Jack Bizlall, l'homme qui, il y a quatre ans, sollicité
par l'ancien directeur général d'Air Mauritius,
M. Vijay Poonoosamy lui-même, avait fait éclater
au grand jour le scandale de la caisse noire de la compagnie d'aviation
nationale, est furieux de l'arrêt du procès contre
sir Harry Tirvengadum.
Il a réagi, mercredi dernier, à la décision
des magistrats en ces termes : "Vous allez voir ce que
je vais faire si je le vois en train de marcher en janvier !"
Jack Bizlall continue à faire appel aux professionnels
et aux intellectuels du pays pour l'aider à contester le
jugement rendu dans l'affaire par la Cour intermédiaire.

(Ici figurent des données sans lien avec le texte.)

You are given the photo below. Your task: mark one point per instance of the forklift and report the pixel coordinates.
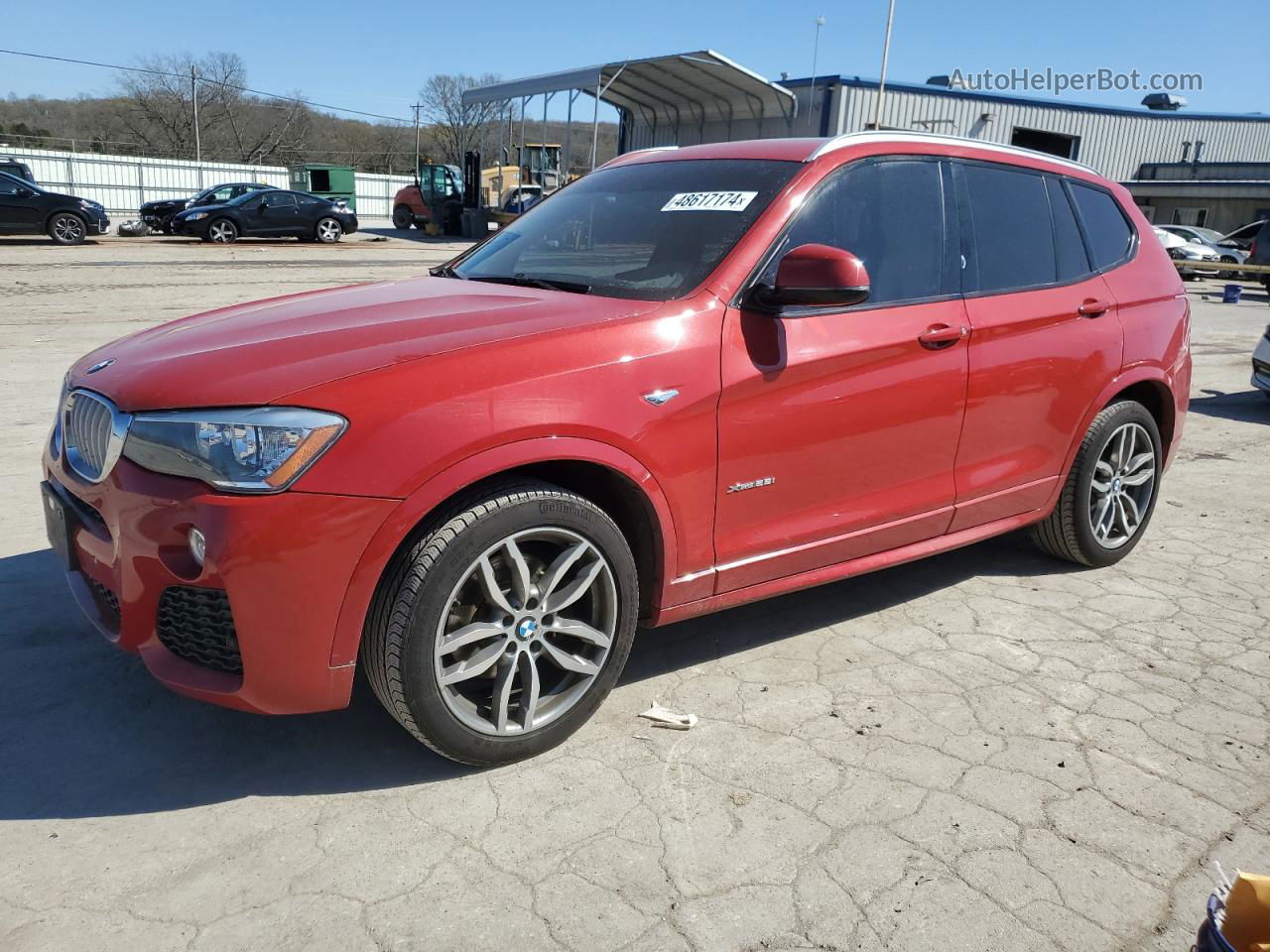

"Je ne peux continuer à mener ce combat seul",
a déclaré Jack Bizlall. Selon lui, "c'est
90% de l'affaire de la caisse noire qui sont occultés et
plus personne ne viendra maintenant dénoncer de scandales
dans ce pays."
L'abandon du procès contre Sir Harry Tirvengadum a trois
répercussions, selon Jack Bizlall : "Premièrement,
Tirvengadum est la seule personne qui peut confirmer les aveux
de détournement de Gérard Tyack. Plus de cinquante
personnes doivent, maintenant, se sentir soulagées de cette
décision. Ils sont principalement des politiciens, des
dirigeants d'entreprises et de banques, des journalistes, des
notables, des dirigeants actuels et passés d'Air Mauritius,
et des fonctionnaires, entre autres. Deuxièmement, la décision
de la cour discrédite plusieurs institutions. Principalement
le judiciaire lui-même, la police et la profession médicale.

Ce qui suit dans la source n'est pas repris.